Private citizens and government officeholders are held to a different standard when it comes to an assertion of First Amendment protections.
“As the leader of the Nation, the President occupies a position of unique power,” the House brief says. “And the Supreme Court has made clear that the First Amendment does not shield public officials who occupy sensitive policymaking positions from adverse actions when their speech undermines important government interests.”
Bill of Attainder
Trump’s lawyers also claim that any conviction of the former president would amount to a “bill of attainder,” or a punishment enacted by a legislature targeting a single private citizen without trial.
But Trump is facing an impeachment trial in the Senate under rules enacted under the Constitution for official acts that constitute high crimes and misdemeanors committed while in office as the president. And he was impeached by the House of Representatives for these acts while in office.

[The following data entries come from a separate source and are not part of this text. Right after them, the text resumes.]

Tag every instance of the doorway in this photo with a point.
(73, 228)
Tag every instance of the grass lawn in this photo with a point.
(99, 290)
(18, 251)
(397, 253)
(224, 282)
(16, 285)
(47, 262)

“There is thus no basis for President Trump to object to the Senate’s jurisdiction over him (or to raise related Bill of Attainder Clause concerns),” the House brief states. “The trial of a former official for abuses he committed as an official — arising from an impeachment that also occurred while he was in office — poses no risk of subjecting private parties to punitive legislative action targeting their private conduct.”
Chief Justice John Roberts Will Not Preside
Finally, Trump’s lawyers argue that any impeachment trial where Chief Justice John Roberts does not preside is not a legitimate trial as the Constitution mandates the chief justice preside when the president is impeached.
“When the President of the United States is tried, the Chief Justice shall preside… ,” the Constitution states.
But Trump is no longer the president. The Constitution does not provide for more than one president at a time. Biden is the president. Since Trump is not the president anymore, the chief justice need not preside.
“Moreover,” the House brief states, “the reason the Chief Justice is summoned is to ensure the Vice President does not preside over a trial where conviction would result in her becoming the President; obviously, that concern is not implicated in the trial of a former president.”